\[ A = \begin{bmatrix} 1 & 2 & 3 & 4 \\ -1 & 0 & 1 & 3 \\ 0 & 1 & -2 & 1 \\ 5 & 4 & -2 & -3 \end{bmatrix} \]
Using row reduction: the rank is the number of non-zero rows after row reduction performed.
rankMatrix(A)
## [1] 4
## attr(,"method")
## [1] "tolNorm2"
## attr(,"useGrad")
## [1] FALSE
## attr(,"tol")
## [1] 8.881784e-16
Using row reduction: the rank is the number of non-zero rows after row reduction performed. Rank matrix A = 4
The maximum rank can be equal or less than n (minimum of m and n), while the minimum rank for non-zero matrix is 1.
B <- matrix(c(1,3,2,2,6,4,1,3,2), ncol = 3, nrow = 3)
B
## [,1] [,2] [,3]
## [1,] 1 2 1
## [2,] 3 6 3
## [3,] 2 4 2
rankMatrix(B)
## [1] 1
## attr(,"method")
## [1] "tolNorm2"
## attr(,"useGrad")
## [1] FALSE
## attr(,"tol")
## [1] 6.661338e-16
Rank matrix B = 1
Compute the eigenvalues and eigenvectors of the matrix A. You’ll need to show your work. You’ll need to write out the characteristic polynomial and show your solution.

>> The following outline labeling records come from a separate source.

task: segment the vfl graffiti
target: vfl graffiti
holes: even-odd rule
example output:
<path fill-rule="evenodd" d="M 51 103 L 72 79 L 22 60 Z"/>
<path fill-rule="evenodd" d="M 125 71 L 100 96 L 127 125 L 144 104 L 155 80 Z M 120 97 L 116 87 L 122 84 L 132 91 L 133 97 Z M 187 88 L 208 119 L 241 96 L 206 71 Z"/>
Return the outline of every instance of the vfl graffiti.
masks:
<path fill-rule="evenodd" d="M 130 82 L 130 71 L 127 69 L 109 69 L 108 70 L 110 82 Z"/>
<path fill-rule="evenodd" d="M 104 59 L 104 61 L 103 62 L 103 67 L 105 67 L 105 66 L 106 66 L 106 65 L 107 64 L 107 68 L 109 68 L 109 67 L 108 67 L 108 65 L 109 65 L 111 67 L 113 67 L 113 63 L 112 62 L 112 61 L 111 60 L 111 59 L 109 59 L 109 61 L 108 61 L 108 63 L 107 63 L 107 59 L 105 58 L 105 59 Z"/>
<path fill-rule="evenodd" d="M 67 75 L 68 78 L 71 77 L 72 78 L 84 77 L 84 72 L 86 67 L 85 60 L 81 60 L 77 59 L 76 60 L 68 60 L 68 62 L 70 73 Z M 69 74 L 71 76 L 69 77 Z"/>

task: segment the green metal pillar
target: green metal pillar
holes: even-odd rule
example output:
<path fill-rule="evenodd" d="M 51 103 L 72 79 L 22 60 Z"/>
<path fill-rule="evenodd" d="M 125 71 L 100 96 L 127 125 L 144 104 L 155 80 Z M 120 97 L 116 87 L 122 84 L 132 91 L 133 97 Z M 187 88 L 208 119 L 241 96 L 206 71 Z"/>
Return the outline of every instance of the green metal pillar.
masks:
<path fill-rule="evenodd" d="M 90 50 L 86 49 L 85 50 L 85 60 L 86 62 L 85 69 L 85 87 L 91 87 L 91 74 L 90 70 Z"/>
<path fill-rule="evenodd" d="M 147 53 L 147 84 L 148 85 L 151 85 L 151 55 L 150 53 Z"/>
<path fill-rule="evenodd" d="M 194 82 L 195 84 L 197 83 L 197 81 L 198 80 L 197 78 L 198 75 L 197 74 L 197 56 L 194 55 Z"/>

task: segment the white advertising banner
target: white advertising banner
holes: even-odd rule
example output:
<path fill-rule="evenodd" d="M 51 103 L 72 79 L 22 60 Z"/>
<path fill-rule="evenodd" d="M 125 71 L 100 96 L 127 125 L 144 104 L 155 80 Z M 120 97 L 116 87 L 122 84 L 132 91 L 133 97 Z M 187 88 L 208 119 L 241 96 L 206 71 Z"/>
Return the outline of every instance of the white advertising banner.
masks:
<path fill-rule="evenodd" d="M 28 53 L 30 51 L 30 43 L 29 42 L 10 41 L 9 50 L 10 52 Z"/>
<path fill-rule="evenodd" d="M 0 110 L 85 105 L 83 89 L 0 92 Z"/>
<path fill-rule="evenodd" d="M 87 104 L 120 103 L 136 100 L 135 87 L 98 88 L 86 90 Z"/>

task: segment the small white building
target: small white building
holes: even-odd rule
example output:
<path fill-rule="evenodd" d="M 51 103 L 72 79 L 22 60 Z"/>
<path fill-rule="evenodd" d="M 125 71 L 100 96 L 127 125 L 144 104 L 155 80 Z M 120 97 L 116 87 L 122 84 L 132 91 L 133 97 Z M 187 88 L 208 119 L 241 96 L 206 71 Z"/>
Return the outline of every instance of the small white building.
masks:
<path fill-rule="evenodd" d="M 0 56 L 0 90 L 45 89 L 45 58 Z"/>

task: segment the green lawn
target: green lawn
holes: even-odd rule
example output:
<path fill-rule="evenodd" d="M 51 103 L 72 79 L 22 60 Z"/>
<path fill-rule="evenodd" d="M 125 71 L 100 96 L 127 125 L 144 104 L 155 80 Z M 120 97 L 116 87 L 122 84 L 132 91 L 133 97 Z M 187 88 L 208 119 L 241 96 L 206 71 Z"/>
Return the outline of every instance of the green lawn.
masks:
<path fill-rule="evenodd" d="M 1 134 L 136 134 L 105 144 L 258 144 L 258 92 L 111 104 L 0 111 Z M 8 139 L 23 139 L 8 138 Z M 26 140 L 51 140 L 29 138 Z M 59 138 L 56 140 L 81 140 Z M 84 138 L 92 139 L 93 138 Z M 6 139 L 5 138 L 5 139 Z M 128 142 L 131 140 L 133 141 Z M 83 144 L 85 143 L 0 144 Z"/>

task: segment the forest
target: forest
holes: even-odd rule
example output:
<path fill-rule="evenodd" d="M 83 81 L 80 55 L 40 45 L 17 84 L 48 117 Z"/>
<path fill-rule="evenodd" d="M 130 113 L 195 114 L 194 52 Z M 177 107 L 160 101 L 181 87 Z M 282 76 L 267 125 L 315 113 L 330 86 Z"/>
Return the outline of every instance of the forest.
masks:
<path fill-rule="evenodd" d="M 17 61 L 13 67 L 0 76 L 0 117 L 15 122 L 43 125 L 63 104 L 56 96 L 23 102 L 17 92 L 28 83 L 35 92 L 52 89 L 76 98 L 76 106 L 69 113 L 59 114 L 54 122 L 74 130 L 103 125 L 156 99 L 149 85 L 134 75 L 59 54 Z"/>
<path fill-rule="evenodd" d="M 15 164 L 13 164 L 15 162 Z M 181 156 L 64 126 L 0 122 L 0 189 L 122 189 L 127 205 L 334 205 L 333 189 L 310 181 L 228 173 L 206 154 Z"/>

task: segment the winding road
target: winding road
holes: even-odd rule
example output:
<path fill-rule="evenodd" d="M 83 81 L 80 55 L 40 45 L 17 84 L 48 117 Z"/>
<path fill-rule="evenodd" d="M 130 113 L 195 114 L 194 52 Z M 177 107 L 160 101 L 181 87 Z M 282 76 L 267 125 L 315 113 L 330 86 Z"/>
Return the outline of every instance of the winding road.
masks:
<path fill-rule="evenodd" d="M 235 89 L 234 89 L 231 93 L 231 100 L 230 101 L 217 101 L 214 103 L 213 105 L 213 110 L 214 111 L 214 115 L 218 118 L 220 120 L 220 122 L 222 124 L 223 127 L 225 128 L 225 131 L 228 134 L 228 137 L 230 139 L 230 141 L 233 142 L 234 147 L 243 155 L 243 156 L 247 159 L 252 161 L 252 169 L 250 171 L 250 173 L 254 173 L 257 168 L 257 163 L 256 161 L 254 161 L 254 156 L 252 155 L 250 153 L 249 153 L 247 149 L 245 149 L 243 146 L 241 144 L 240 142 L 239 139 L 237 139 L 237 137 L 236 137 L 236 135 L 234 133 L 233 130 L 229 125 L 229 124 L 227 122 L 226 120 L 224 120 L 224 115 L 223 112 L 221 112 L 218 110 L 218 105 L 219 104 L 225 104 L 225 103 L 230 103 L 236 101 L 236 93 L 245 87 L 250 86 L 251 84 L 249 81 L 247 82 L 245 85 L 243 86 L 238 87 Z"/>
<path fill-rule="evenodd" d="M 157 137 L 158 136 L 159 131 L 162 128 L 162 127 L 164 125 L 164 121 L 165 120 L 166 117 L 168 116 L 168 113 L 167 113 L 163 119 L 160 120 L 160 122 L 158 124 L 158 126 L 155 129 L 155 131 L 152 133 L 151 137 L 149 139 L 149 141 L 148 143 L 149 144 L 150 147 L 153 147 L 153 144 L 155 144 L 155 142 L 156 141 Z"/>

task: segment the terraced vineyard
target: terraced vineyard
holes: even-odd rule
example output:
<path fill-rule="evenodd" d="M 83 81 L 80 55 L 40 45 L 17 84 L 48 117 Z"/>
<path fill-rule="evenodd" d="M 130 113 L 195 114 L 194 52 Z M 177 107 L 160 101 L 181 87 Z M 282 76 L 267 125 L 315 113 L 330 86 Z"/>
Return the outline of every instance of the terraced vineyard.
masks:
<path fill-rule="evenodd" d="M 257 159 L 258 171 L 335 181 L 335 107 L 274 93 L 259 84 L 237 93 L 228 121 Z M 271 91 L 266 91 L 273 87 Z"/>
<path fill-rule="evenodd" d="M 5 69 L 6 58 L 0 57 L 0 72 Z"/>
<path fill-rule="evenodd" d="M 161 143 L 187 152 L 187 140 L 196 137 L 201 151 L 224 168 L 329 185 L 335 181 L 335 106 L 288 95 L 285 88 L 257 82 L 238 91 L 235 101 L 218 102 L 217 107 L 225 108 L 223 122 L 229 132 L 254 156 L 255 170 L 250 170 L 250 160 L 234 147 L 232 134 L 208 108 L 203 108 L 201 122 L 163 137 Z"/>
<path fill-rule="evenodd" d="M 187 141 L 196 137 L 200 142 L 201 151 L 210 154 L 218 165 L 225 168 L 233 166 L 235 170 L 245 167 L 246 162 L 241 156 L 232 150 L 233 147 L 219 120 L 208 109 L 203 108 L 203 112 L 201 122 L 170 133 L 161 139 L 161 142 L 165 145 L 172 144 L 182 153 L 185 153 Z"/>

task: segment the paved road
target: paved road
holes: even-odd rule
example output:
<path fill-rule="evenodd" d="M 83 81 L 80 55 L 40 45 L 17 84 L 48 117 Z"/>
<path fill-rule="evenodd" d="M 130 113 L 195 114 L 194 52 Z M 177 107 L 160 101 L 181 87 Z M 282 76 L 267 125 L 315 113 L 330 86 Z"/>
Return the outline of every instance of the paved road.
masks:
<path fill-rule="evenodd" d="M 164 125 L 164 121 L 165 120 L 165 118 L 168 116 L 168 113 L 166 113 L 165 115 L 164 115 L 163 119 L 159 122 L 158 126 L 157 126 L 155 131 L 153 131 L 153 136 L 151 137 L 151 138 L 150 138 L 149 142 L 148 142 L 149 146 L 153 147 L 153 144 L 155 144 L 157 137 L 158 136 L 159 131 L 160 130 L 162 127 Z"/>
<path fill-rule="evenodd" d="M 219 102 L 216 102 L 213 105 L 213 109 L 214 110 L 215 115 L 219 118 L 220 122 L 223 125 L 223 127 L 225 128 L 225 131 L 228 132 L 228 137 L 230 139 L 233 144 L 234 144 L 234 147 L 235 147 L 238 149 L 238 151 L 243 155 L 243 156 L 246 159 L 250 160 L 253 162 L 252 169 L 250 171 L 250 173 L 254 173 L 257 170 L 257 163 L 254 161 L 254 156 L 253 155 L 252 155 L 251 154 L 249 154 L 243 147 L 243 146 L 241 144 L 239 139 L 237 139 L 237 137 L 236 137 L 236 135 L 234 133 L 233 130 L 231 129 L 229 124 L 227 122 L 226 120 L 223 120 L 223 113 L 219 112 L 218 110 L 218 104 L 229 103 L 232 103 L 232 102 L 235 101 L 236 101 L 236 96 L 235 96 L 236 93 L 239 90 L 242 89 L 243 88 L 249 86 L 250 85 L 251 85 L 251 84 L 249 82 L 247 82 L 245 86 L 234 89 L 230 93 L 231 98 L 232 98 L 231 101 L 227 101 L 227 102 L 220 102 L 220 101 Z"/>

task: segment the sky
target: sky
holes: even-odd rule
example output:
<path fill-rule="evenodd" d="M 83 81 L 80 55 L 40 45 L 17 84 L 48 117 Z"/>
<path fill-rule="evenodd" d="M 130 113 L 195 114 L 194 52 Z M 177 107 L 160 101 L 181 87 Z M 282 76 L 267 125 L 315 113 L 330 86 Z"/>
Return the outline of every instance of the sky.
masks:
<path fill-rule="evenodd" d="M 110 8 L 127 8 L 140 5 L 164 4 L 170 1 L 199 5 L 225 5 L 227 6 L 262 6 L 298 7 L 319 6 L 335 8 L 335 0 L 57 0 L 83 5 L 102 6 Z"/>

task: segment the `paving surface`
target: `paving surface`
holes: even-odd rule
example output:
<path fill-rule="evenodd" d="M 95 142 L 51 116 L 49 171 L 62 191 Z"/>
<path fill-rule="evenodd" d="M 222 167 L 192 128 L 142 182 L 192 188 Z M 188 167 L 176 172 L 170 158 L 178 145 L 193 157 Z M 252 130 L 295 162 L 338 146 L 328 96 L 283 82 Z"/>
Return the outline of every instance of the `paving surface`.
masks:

\[ C = \begin{bmatrix} 1 & 2 & 3 \\ 0 & 4 & 5 \\ 0 & 0 & 6 \end{bmatrix} \]
\[ det ( \begin{bmatrix} 1 & 2 & 3 \\ 0 & 4 & 5 \\ 0 & 0 & 6 \end{bmatrix} - \begin{bmatrix} λ & 0 & 0 \\ 0 & λ & 0 \\ 0 & 0 & λ \end{bmatrix} ) = 0 \]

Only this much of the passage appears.